Both are now “Unicorns”. This is the game that Abhishek is playing. According to 3One4 Capital, India will have more than 100-plus Unicorns, companies that are a billion dollars in valuation, by 2025. Going by that number, startups are a definite asset class to invest in. With the government having relaxed its stand on the issue of Angel Tax - Section 56 2(viib) of the Income Tax Act - the startup world will hopefully be awash with investments from several new angel investors eyeing startups as a definite asset class.
Abhishek realised that to score higher than other players, he needed to up the game and become a fund. In 2018, he applied to become a SEBI registered AIF Category 2 fund; he set up a registered fund in September 2018. This fund - Rockstud Capital - allows investments in equities up to 49 percent of the fund size and the rest in unlisted companies. The fund size applied for was $25 million and currently Abhishek has received commitments of Rs 20 crore, of which some money has already been invested. However, Abhishek did not wish to divulge further details.

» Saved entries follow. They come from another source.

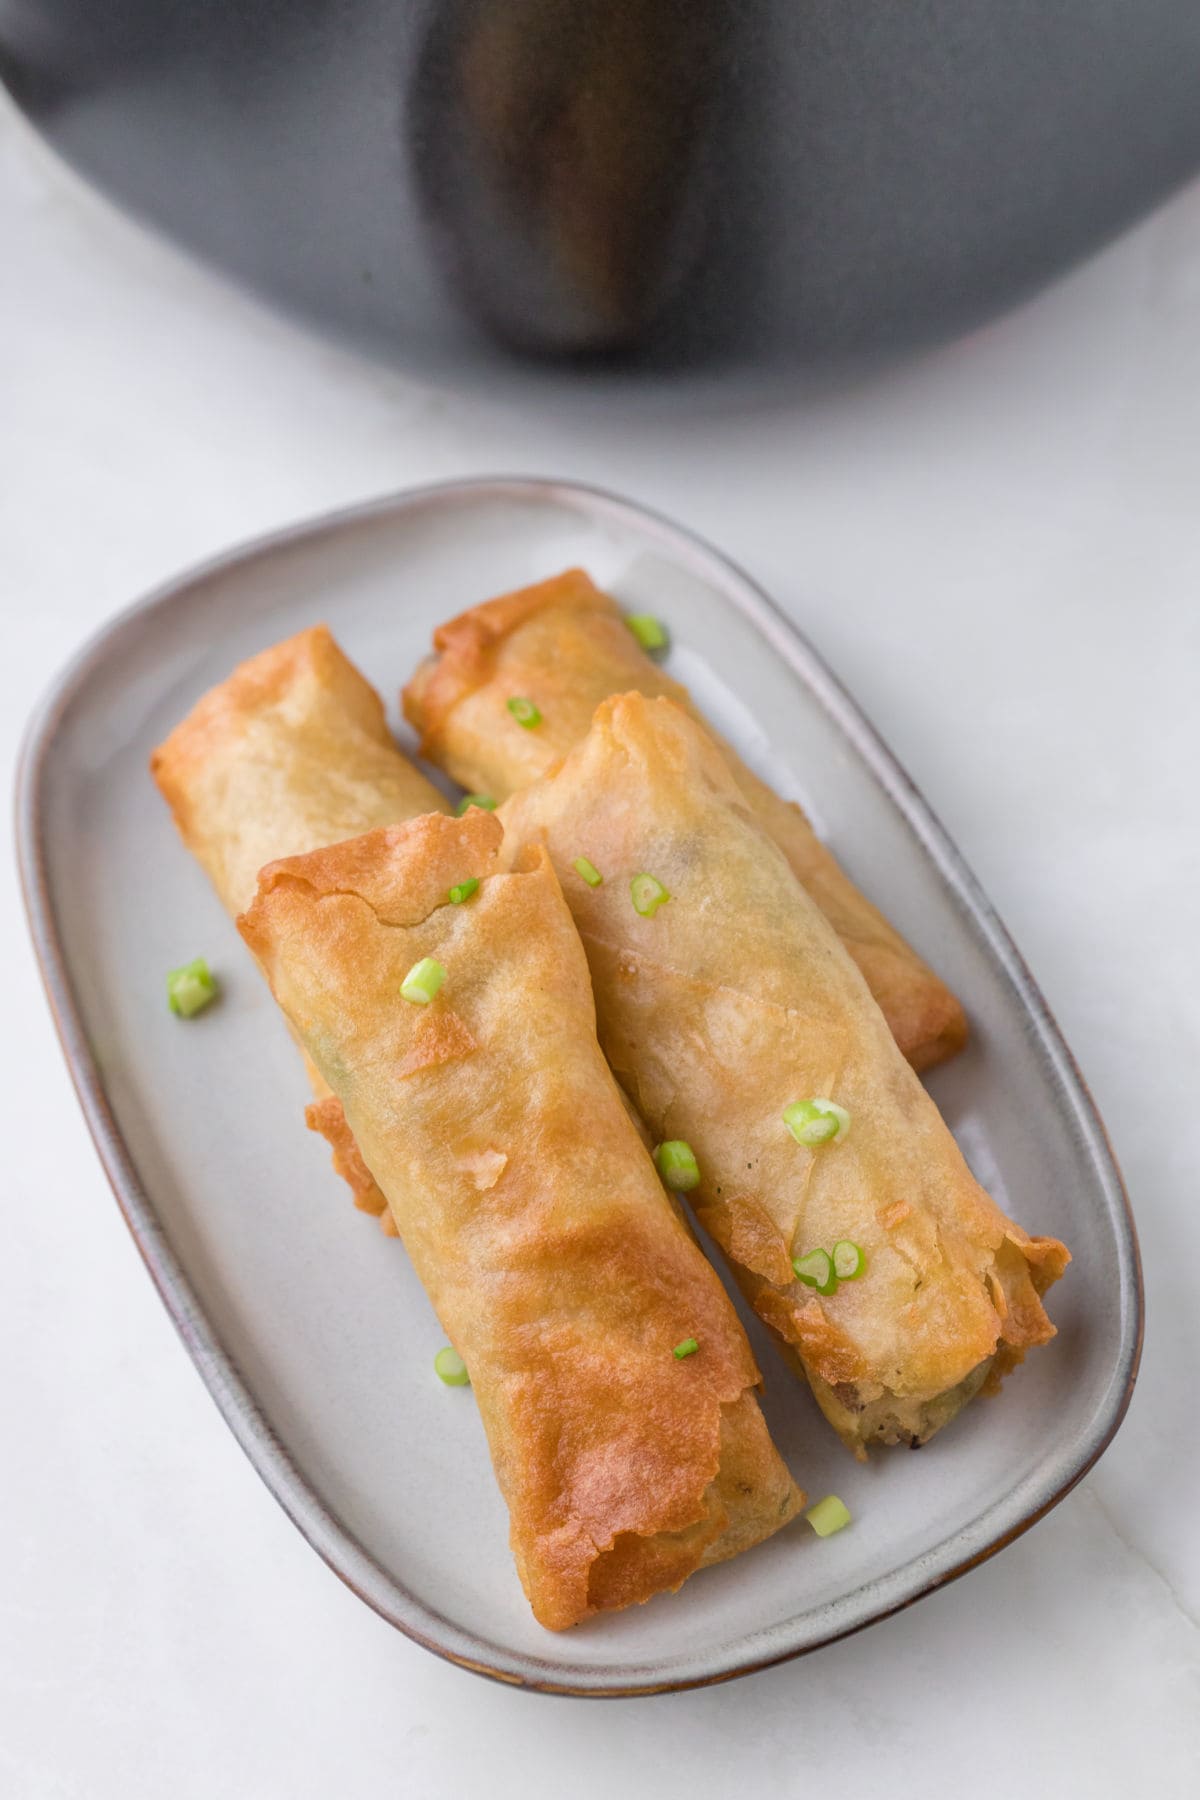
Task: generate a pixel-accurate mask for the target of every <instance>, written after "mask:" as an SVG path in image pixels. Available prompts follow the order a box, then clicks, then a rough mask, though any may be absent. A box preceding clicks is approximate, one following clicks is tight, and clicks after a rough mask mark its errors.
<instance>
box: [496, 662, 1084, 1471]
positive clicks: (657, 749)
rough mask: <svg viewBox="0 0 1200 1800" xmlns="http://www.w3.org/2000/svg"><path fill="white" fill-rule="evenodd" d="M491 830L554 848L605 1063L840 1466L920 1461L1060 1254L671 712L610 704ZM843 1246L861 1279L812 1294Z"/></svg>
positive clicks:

Abhishek says that it is never easy when you are nobody in the VC industry and “have to do it all by yourself”. “Getting commitments took me a good year. I am still meeting HNIs to invest with me,” he says.
Market statistics show that investments are only going to grow. According to data available with KPMG, there were around 7,000 startups in India a decade ago; now there were 50,000. KPMG says that areas like AI, agritech, biotech, healthcare, IoT, and fintech will get the most investments. The report also states that cities like Bengaluru, Mumbai, Delhi, and Hyderabad will see a rapid increase in the number of startups by 2025.
Abhishek, now 34 years old, is keen to continue participating in the growth story of startups in India. The Startup India initiative has more than 14,565 startups, and with investors like Abhishek many more can participate in the growth of the nation.
“I will be sector-agnostic and will invest in several companies over the next two years,” he says. When asked why his firm is named RockStud, he says rock “because it is hard and strong” and “stud” because he believes all rocks “need a stud to hold them in place while investing”.